Toplumun güven duygusunu beslemesi gereken inanç sistemi, kimi zaman bireysel ya da kolektif çıkar hesaplarının içine çekilerek işlevini yitirir.
Burada inanç, bir sığınak değil; bir sopa gibi kullanılır. Kavramların içi boşalır, ritüeller biçimsel bir gösteriye dönüşür. Bu kurguda dualar artık ilahi bir yankı için değil, gösteriyi meşrulaştırmak için edilir. Ne var ki bu girişim semaya değil, boşluğa çarpar.
4. Kat: Kadına, Çocuğa, Doğaya Şiddet Uygulayanlar
“İnsanlara, Tanrı’ya, doğaya karşı
şiddet kullananları burada görürsün.”
Cehennem, XII
Toplumun vicdanını ayakta tutan en temel değerler; şefkat, koruma ve saygı ilkeleri, bu katmanda sistemli biçimde ihlal edilmiştir.
Kadına yönelen fiziksel, psikolojik ya da sembolik şiddet; çocuğun varoluşunu tehdit eden güvensiz yapılar; doğanın göz göre göre yok edilişi…
Bunların her biri yalnızca bireysel bir suç değil, ortak geleceğe açılan büyük bir ihanetlerdir.

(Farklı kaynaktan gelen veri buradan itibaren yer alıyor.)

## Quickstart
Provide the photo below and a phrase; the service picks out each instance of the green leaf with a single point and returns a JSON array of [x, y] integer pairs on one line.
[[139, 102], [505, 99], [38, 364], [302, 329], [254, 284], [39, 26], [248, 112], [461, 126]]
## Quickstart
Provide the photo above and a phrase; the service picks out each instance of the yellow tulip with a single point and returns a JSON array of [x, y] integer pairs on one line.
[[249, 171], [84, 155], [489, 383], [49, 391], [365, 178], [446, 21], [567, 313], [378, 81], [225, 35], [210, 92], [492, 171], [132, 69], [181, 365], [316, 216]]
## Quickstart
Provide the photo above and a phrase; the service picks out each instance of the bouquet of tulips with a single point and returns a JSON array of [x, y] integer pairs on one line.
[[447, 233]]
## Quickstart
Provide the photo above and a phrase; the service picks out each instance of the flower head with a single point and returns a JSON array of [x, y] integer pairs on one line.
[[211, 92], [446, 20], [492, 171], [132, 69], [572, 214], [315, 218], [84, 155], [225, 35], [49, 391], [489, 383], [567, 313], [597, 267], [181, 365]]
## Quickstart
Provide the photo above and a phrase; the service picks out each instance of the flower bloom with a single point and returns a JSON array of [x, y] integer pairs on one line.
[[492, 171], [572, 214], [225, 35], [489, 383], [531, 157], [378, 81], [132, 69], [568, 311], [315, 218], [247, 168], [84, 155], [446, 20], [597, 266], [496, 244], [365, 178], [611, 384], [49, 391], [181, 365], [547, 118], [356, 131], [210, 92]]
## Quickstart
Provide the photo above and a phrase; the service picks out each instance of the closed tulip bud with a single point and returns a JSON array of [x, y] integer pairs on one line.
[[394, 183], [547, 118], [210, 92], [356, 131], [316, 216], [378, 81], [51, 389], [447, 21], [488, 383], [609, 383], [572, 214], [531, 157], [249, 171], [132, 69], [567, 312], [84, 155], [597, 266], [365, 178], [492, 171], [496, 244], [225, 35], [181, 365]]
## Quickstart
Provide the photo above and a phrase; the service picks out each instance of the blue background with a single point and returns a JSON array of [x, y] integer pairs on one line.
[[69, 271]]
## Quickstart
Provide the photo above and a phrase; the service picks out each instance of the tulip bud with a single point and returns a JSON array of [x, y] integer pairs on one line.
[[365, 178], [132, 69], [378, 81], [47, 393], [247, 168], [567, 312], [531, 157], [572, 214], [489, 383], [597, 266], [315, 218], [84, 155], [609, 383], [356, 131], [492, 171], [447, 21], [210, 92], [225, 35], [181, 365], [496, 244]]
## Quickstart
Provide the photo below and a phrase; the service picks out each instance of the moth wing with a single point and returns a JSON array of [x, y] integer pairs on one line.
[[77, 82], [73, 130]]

Bu katmanda, yaşamın kutsallığı her gün biraz daha aşınır. Cehennem’in diğer katmanlarında olduğu gibi, burada da çığlıklar yalnızca acıyı değil, susturulmuşluğu da dile getirir.
Bastırılan her ses, yok sayılan her yara, yankılandıkça büyür ve bunlar karşısındaki sessizlik, bir suç ortaklığına dönüşür.
5. Kat: Liyakati Hiçe Sayanlar
“Ne övgüye değer bir hayat yaşadılar,
ne de unutulmayı hak ettiler;
gölge gibi geçenler onlar.”
Cehennem, III
Bu katmanda, değerin ölçüsü bilgi ya da yetkinlik değil; sadakat ve itaattir. Liyakat, yavaş yavaş sistemden silinmiş; yerini, sadakat zincirleriyle birbirine bağlanmış güç ağları almıştır.
Kararların ardında akıl değil; yakınlık, hesap değil; itaat vardır. Deneyim küçümsenir, sorgulama cezalandırılır, ehil olan değil, el kaldıran ödüllendirilir.
Bu düzen içinde, sorumluluk makamları yavaşça birer boşluğa dönüşür. Çünkü kimliğini liyakatle değil, onayla inşa edenler, eninde sonunda yalnızca bir gölgeye dönüşür.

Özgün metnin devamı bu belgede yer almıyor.